La maison devant le monde, un récit d'Alain Vircondelet
Publié le 18 Septembre 2019
Alger la blanche. Vus depuis la casbah, le quartier de Bab El Oued et la basilique Notre-Dame d’Afrique.
« Ici la mer est partout, au bout des rues en pente, des squares et des parcs, des corniches et des promenades. Le regard est toujours attiré par elle : appel d’infini, désir d’horizon. Les enfances y sont singulières, ouvertes à l’imaginaire. Le long de la corniche haute qui longe les ravins et les collines, il y a tout autant de belvédères où l’on peut voir l’immensité de la mer, perdre son regard en elle ».
L’auteur qui se souvient ainsi de sa ville natale, assis à sa table d’écriture, dans sa maison de Lectoure, est Alain Vircondelet. Intellectuel catholique, historien de l’art, enseignant, auteur prolixe, biographe entre autres d’Albert Camus, Jean-Paul II, Marguerite Duras, le peintre Balthus, Saint Exupéry. Et Jésus. Alain Vircondelet est pied-noir. En 1961, à quatorze ans, il fait partie du million de français établis en Algérie depuis quatre générations qui doit regagner la métropole contre son gré et précipitamment. Il racontera à plusieurs reprises le traumatisme de l’exil, mais également, par flash-back, l’ambiance là-bas, la coexistence, l’harmonie estime-il, des communautés, chrétienne, juive et musulmane, la cuisine, les paysages, le mode de vie méditerranéen, "les évènements" comme il fut un temps convenu d’appeler ce qui sera en réalité la fin de l’empire colonial français. Jusqu’au bout les pieds-noirs auront espéré.
« La guerre même n’empêche pas le retour sur les plages, les retrouvailles avec la mer.

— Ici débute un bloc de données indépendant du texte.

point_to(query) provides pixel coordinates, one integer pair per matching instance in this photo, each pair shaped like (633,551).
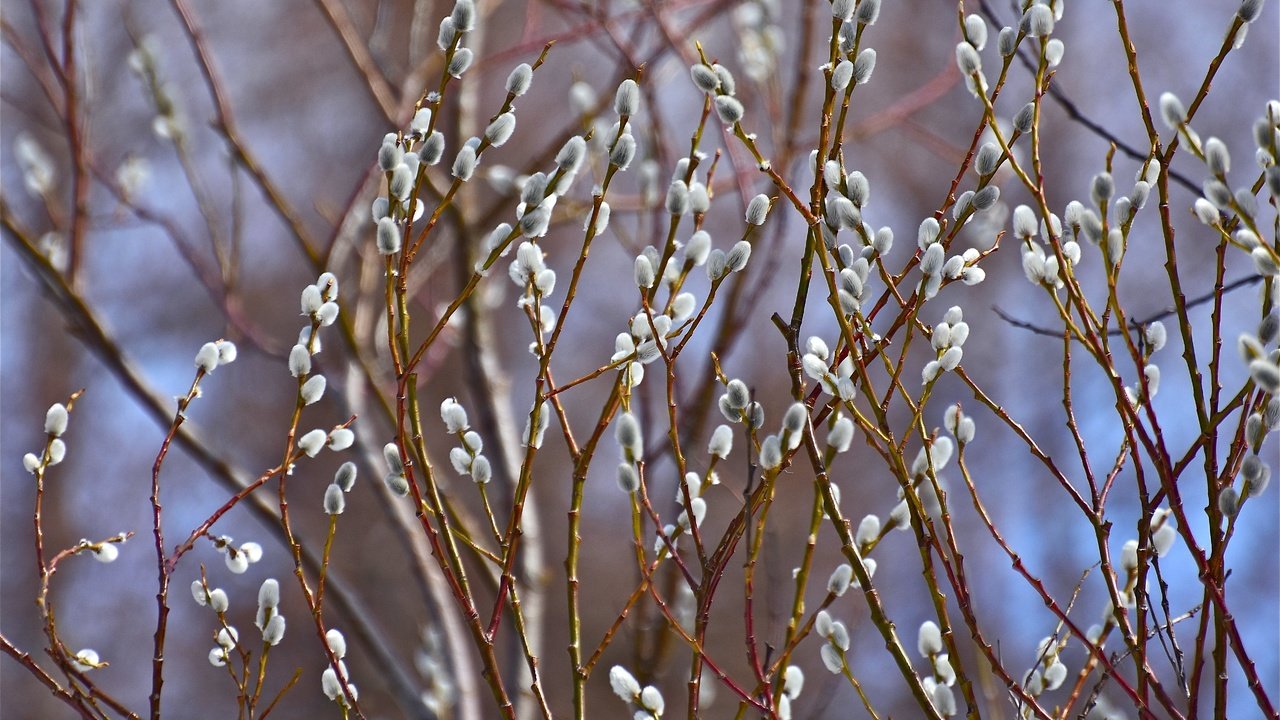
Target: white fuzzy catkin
(517,82)
(334,500)
(312,390)
(55,419)
(206,359)
(312,442)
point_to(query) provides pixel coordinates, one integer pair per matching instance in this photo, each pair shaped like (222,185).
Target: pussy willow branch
(92,335)
(1134,324)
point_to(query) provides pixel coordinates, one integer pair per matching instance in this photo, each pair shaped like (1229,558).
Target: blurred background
(183,241)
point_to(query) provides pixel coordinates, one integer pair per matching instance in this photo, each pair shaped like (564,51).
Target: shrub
(462,474)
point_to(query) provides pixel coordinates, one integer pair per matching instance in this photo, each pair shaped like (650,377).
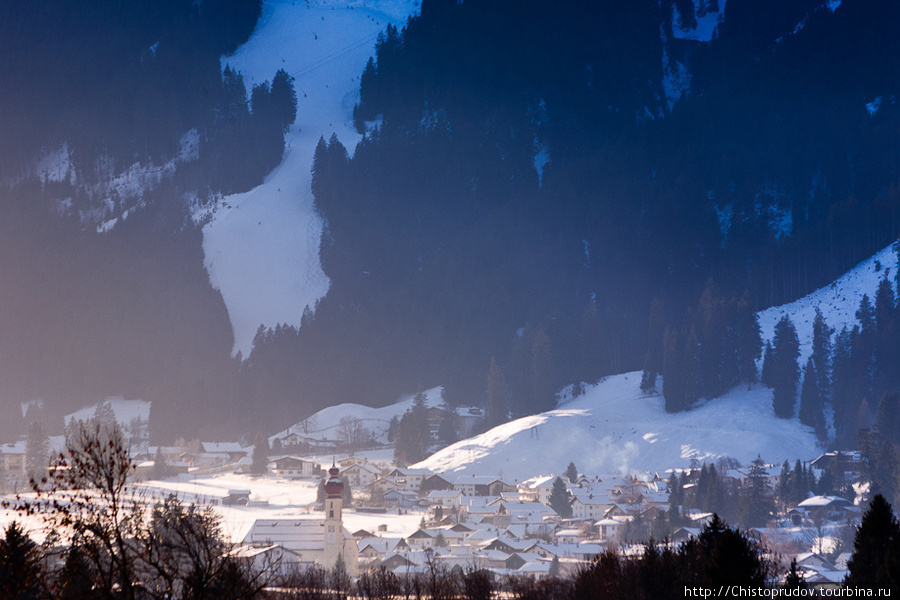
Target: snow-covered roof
(817,501)
(229,447)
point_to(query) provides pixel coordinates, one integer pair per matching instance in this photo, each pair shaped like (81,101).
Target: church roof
(293,534)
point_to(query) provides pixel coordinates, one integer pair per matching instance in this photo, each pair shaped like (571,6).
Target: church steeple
(334,527)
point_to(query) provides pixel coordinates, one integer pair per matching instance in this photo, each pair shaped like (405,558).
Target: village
(414,519)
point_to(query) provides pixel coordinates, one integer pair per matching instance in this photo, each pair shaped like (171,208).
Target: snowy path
(262,246)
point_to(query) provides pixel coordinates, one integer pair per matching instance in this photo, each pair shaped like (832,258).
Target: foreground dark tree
(784,369)
(559,499)
(21,574)
(117,549)
(876,548)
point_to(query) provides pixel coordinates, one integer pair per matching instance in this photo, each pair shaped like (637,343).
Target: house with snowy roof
(315,541)
(291,467)
(361,474)
(537,489)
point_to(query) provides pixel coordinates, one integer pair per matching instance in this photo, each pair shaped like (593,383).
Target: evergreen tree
(260,460)
(160,467)
(887,417)
(37,452)
(75,580)
(845,393)
(767,376)
(653,360)
(571,473)
(674,373)
(498,396)
(721,555)
(284,99)
(863,351)
(393,424)
(821,355)
(749,340)
(543,365)
(783,490)
(785,372)
(756,496)
(104,413)
(795,579)
(884,480)
(811,404)
(347,493)
(554,567)
(21,575)
(413,435)
(876,548)
(559,499)
(887,340)
(448,427)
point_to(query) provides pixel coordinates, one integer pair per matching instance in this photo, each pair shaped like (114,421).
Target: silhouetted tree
(876,549)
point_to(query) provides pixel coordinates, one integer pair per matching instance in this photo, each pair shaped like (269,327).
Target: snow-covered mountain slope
(838,301)
(262,246)
(615,428)
(326,423)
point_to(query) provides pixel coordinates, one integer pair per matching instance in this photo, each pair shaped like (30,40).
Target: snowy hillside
(325,424)
(614,428)
(838,301)
(262,246)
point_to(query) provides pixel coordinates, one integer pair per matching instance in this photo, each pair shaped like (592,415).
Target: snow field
(262,246)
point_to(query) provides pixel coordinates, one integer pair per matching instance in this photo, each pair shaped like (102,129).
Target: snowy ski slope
(262,246)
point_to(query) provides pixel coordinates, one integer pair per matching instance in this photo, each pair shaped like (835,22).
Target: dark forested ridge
(130,312)
(449,244)
(540,186)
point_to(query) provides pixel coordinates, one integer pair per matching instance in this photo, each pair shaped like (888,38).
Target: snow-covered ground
(326,423)
(615,428)
(708,15)
(125,411)
(838,301)
(285,498)
(262,246)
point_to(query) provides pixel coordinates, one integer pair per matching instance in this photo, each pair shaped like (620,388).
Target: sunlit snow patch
(262,246)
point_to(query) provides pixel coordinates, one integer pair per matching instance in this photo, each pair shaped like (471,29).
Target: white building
(314,541)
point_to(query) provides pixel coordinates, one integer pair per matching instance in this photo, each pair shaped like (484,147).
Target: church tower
(334,527)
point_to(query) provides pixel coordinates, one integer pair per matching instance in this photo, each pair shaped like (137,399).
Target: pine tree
(21,575)
(104,413)
(498,396)
(571,472)
(543,374)
(766,377)
(160,468)
(284,99)
(37,452)
(845,393)
(876,548)
(756,496)
(653,360)
(75,580)
(749,340)
(559,499)
(811,405)
(448,428)
(887,417)
(884,476)
(795,579)
(785,372)
(413,435)
(260,461)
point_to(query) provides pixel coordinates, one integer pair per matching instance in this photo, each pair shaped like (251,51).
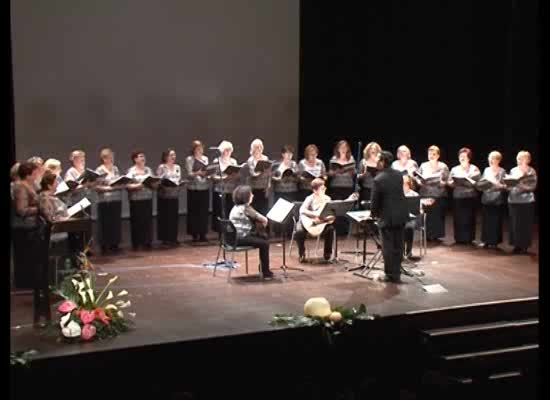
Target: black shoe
(390,279)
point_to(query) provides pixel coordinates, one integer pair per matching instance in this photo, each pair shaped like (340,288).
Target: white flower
(91,295)
(64,320)
(71,330)
(125,305)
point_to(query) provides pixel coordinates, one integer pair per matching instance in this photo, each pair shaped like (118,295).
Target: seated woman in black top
(249,223)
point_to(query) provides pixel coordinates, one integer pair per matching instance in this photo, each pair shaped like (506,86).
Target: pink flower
(87,316)
(66,306)
(101,315)
(88,332)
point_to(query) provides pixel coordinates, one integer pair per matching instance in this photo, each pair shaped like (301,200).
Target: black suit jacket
(388,202)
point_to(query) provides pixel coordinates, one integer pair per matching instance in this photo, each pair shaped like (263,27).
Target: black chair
(228,243)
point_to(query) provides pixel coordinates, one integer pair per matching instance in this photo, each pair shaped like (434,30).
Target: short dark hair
(165,154)
(386,157)
(26,168)
(48,179)
(241,194)
(287,149)
(467,151)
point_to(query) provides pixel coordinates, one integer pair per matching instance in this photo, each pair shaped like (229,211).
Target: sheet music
(81,205)
(62,187)
(280,211)
(359,216)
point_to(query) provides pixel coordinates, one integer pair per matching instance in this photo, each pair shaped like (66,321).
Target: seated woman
(245,218)
(310,220)
(415,222)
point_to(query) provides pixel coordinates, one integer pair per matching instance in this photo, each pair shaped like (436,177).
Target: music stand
(279,214)
(368,224)
(339,208)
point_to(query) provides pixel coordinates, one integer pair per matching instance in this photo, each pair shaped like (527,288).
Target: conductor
(389,206)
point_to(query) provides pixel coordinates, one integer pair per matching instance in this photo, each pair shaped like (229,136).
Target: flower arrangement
(85,314)
(318,312)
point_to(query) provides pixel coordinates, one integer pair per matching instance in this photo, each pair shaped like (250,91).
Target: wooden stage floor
(178,299)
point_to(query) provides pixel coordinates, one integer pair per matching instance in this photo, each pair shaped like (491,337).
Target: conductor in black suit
(389,206)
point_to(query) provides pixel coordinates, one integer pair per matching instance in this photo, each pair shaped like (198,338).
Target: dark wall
(153,74)
(451,73)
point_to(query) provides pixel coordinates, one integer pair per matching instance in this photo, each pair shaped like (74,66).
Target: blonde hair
(76,154)
(53,165)
(256,143)
(524,154)
(36,160)
(371,146)
(105,152)
(408,180)
(225,145)
(495,154)
(434,148)
(404,149)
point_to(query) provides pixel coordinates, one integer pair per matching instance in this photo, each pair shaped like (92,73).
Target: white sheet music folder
(280,211)
(81,205)
(437,288)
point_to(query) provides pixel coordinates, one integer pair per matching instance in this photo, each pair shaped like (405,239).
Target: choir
(469,189)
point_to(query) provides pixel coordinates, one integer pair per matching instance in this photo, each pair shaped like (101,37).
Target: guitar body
(312,227)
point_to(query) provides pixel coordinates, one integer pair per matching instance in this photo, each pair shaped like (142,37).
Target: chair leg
(217,258)
(231,268)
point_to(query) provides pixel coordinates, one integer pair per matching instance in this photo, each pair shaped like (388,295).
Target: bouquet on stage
(86,314)
(318,312)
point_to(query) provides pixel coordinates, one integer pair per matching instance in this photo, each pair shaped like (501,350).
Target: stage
(177,299)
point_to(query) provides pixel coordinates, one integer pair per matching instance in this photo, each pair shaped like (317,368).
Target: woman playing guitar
(312,220)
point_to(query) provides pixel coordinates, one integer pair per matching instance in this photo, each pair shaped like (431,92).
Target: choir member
(492,201)
(140,197)
(168,199)
(39,162)
(14,177)
(341,182)
(78,166)
(26,238)
(465,198)
(198,192)
(404,163)
(436,189)
(310,220)
(521,203)
(310,167)
(109,203)
(365,177)
(53,209)
(285,186)
(54,166)
(258,181)
(224,184)
(246,220)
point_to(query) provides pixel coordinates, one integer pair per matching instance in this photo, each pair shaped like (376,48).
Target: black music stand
(279,213)
(370,231)
(338,208)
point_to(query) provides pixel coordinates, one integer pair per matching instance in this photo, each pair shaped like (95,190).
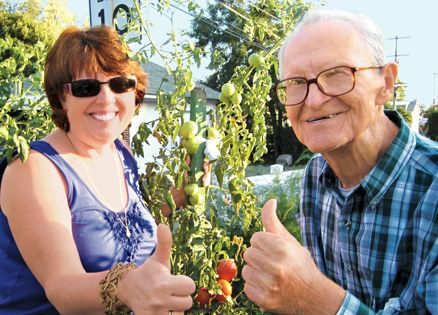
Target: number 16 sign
(109,11)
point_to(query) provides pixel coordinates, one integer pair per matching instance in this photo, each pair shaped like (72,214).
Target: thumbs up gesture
(280,274)
(151,288)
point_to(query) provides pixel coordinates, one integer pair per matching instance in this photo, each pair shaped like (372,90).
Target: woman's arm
(33,198)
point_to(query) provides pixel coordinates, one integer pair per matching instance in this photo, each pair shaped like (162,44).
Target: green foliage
(230,33)
(25,36)
(432,122)
(205,233)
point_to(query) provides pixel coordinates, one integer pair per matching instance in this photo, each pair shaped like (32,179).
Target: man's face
(324,123)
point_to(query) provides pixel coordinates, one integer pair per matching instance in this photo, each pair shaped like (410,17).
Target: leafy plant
(205,233)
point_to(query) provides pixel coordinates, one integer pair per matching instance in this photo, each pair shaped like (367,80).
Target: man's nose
(315,97)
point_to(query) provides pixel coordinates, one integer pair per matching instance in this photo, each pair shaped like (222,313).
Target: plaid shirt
(380,243)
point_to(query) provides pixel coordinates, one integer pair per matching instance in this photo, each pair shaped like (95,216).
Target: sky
(414,20)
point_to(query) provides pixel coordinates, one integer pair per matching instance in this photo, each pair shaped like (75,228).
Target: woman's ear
(389,71)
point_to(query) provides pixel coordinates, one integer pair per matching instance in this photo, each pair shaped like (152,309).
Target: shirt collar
(389,166)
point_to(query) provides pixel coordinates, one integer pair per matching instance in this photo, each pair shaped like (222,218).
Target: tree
(432,123)
(231,33)
(400,96)
(26,32)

Grand pique-nique sous les pins, nappes blanches sur la terre piquée d’aiguilles sèches, fritas de poivrons et de tomates, tranches orange d’oursins, fameuses mounas parfumées à la fleur d’oranger, vin blanc des coteaux de Mascara. Les pinèdes s’enflent de la rumeur heureuse, les plages sont immaculées, on se baigne… »
Ce sera pourtant "la valise ou le cerceuil". Albert Camus*, auquel le titre de ce livre est emprunté, également né en Algérie et dont Vircondelet a fait le portrait, engagé à gauche, défendait l'idée d'une association entre les deux pays et fustigeait le terrorisme fellagha. Résultat : il sera invectivé par les deux parties au drame. Vircondelet lui, sans doute trop jeune à l'époque, imagine rétrospectivement un "vivre ensemble" œcuménique très étonnant lorsque l'on connaît le traitement radical* appliqué par le pouvoir FLN à la population pied-noir et aux harkis après le "cessez-le-feu" du 19 mars 1962... Seul compte aujourd'hui à ses yeux l’esprit de la ville regrettée à laquelle il attribue toutes les inspirations, sociales, esthétiques, spirituelles.
Cinquante ans plus tard, devenu célèbre et auteur à succès, Alain Vircondelet s’installe pour un temps avec femme et enfants à Lectoure, dans une maison située rue Diane.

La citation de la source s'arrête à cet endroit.